Let's start with a little quiz. I say, "Big, bloated, and full of errors." What do you say? Right, "Windows Registry." One more: "Messing with it is risky." If you guessed the Registry again, you pass. While fooling around with your Windows Registry does involve some risk, cleaning it out can have an impact on your PC's overall performance.

The Windows Registry is an essential system file that houses a massive collection of details about your computer -- where programs are stored, which helper programs (known as DLLs) are shared among your various applications, listings of all your Start-menu shortcuts, and pointers to the programs that fire up when you click on an icon. And that's just the beginning.

[ Discover the top-rated IT products as rated by the InfoWorld Test Center. ]

Practically everything you do in Windows is recorded somewhere in the Registry. For instance, the URL for this article probably has an entry now. The paths to the last dozen or so images or documents you opened are there, too, as are the details of the programs you most recently installed or uninstalled.

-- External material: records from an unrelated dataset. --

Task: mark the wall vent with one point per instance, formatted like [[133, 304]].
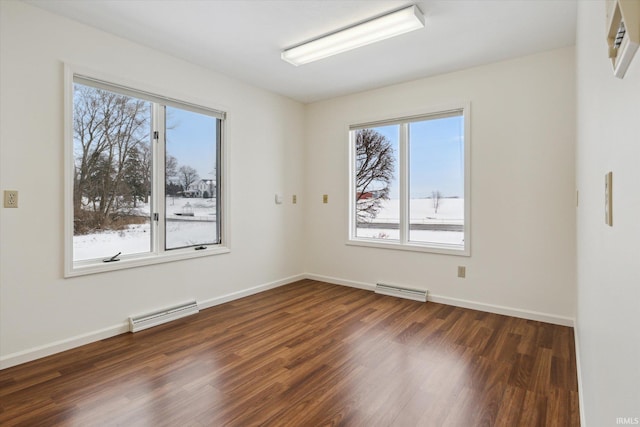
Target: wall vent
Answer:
[[397, 291], [144, 321]]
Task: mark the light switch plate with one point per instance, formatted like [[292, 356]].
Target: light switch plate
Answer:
[[10, 199]]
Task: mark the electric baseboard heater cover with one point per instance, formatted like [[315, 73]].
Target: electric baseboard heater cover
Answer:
[[402, 292], [145, 321]]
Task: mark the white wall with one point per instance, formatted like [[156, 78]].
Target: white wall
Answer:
[[608, 135], [522, 179], [38, 307]]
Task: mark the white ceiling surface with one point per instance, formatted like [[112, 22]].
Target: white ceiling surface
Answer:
[[244, 38]]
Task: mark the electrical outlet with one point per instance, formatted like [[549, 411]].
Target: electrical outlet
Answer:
[[10, 199], [462, 271]]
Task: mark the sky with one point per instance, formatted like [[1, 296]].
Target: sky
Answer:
[[436, 157], [191, 139]]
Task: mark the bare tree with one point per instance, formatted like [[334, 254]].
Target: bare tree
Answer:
[[436, 199], [374, 172], [187, 176], [110, 132]]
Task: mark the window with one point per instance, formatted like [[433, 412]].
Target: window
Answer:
[[144, 178], [410, 183]]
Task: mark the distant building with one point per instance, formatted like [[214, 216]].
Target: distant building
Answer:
[[205, 188]]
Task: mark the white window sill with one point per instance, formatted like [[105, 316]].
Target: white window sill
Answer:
[[435, 248], [82, 268]]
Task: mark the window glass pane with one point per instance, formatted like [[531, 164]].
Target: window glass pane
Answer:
[[191, 188], [377, 188], [436, 181], [112, 174]]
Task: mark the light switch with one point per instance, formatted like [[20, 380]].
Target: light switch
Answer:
[[10, 199]]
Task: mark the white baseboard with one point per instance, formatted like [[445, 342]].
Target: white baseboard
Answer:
[[39, 352], [251, 291], [28, 355], [583, 421], [474, 305]]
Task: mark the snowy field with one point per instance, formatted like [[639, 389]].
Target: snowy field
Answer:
[[181, 231], [421, 211], [200, 228]]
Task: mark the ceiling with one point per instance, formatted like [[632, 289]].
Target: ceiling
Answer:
[[244, 38]]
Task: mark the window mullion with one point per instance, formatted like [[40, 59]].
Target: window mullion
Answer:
[[158, 233], [403, 160]]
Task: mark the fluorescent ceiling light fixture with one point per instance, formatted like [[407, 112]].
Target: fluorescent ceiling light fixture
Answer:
[[371, 31]]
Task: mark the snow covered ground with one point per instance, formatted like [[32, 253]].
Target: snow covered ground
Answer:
[[421, 211], [181, 231], [201, 228]]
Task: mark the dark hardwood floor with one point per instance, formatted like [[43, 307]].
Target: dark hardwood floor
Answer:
[[308, 354]]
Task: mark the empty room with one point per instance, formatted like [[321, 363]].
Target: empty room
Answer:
[[306, 213]]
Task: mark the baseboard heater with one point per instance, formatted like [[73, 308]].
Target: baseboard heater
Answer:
[[144, 321], [401, 292]]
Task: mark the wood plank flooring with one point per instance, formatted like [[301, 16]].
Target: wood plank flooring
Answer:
[[308, 354]]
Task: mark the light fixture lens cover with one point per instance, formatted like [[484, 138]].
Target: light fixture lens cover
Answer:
[[377, 29]]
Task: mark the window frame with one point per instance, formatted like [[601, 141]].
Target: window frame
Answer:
[[403, 174], [157, 254]]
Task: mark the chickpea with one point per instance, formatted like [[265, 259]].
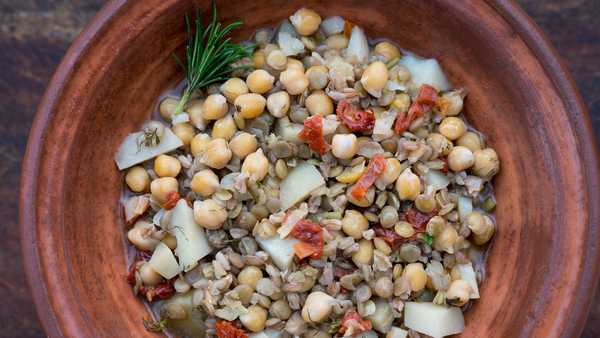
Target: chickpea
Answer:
[[195, 113], [425, 203], [374, 78], [404, 229], [482, 227], [337, 41], [277, 60], [458, 293], [364, 202], [384, 287], [364, 255], [199, 144], [295, 64], [416, 276], [278, 104], [452, 127], [344, 146], [149, 276], [294, 81], [317, 307], [162, 187], [205, 182], [243, 144], [259, 59], [388, 216], [167, 166], [137, 179], [260, 81], [387, 50], [217, 154], [470, 140], [250, 276], [233, 88], [446, 239], [354, 223], [460, 158], [256, 165], [450, 103], [250, 105], [486, 163], [214, 107], [280, 309], [142, 236], [256, 318], [185, 132], [391, 171], [408, 185], [319, 103], [167, 108], [439, 143], [209, 214], [318, 77], [224, 128], [306, 21]]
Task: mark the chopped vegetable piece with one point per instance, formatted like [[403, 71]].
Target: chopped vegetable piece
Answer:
[[311, 236], [433, 320], [356, 120], [354, 323], [312, 133], [374, 169], [226, 329]]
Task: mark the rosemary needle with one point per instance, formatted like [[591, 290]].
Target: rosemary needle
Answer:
[[209, 54]]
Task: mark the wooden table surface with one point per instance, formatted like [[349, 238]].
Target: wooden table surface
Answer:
[[34, 34]]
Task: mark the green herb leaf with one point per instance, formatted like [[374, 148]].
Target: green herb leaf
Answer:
[[209, 54]]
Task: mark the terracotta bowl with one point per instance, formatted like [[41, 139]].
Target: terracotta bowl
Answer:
[[542, 269]]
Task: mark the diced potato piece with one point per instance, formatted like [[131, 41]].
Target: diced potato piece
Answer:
[[298, 184], [468, 275], [433, 320], [128, 154], [163, 261], [192, 243], [280, 250]]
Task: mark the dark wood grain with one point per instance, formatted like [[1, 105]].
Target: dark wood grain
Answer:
[[34, 35]]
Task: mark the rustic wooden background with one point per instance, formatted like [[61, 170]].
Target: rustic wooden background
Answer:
[[34, 34]]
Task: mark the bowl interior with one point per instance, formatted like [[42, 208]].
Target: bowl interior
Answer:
[[123, 66]]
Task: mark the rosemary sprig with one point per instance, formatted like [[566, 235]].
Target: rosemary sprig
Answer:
[[209, 54]]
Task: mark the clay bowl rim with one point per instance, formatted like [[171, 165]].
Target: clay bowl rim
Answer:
[[522, 24]]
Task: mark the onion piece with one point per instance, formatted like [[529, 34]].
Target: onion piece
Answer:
[[192, 244], [425, 71], [358, 46], [280, 250], [298, 184], [465, 207], [333, 25], [433, 320], [436, 180], [467, 273], [128, 154], [163, 261]]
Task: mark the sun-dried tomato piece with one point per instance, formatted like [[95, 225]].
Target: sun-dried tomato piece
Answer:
[[366, 180], [172, 199], [418, 219], [353, 322], [311, 239], [424, 101], [164, 290], [312, 133], [356, 120], [226, 329]]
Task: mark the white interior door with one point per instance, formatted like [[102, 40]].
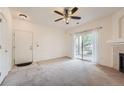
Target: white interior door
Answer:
[[3, 49], [23, 47]]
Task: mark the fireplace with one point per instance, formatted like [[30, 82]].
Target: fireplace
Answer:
[[121, 62]]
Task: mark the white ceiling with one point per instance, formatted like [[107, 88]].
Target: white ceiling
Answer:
[[46, 16]]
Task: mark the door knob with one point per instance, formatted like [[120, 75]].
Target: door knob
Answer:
[[31, 47]]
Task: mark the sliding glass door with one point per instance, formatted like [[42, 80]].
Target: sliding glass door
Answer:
[[85, 46]]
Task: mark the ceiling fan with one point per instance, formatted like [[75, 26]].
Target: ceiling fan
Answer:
[[67, 14]]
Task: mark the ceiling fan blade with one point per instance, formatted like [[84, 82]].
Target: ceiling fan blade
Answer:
[[74, 10], [59, 13], [58, 19], [75, 17]]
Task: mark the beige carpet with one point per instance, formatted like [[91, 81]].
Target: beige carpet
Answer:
[[63, 72]]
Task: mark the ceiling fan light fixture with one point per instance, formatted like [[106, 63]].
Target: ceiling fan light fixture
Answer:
[[22, 16]]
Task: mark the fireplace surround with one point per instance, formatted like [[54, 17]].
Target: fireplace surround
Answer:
[[121, 62]]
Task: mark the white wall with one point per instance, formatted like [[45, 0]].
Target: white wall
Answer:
[[118, 33], [7, 15], [105, 34], [51, 41], [7, 63]]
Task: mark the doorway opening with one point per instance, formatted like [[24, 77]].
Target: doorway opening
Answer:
[[85, 46]]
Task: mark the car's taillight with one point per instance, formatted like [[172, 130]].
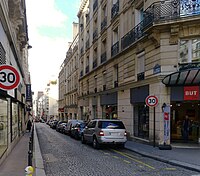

Here's the problem: If you pry open the Registry, you'll probably find it about as cluttered as a teenager's bedroom. That's because Windows doesn't efficiently clean up after itself as it goes about its daily business. It constantly creates new entries, but seldom -- if ever -- removes them after they're no longer needed.

Compounding that problem are applications that are too inept to uninstall all of the Registry entries they create; far too often, program upgrades and installers leave unneeded pointers in the Registry. So the Registry becomes bloated with unnecessary entries, slowing down your system.

Registry Cleaners: Boon or Boondoggle?The big question is whether a Registry cleaner will speed up your PC, making it boot more quickly and run faster. The answer? I can say, emphatically and unequivocally, uh, maybe. That's right, a big, fat perhaps -- because everything depends on the condition of your Registry.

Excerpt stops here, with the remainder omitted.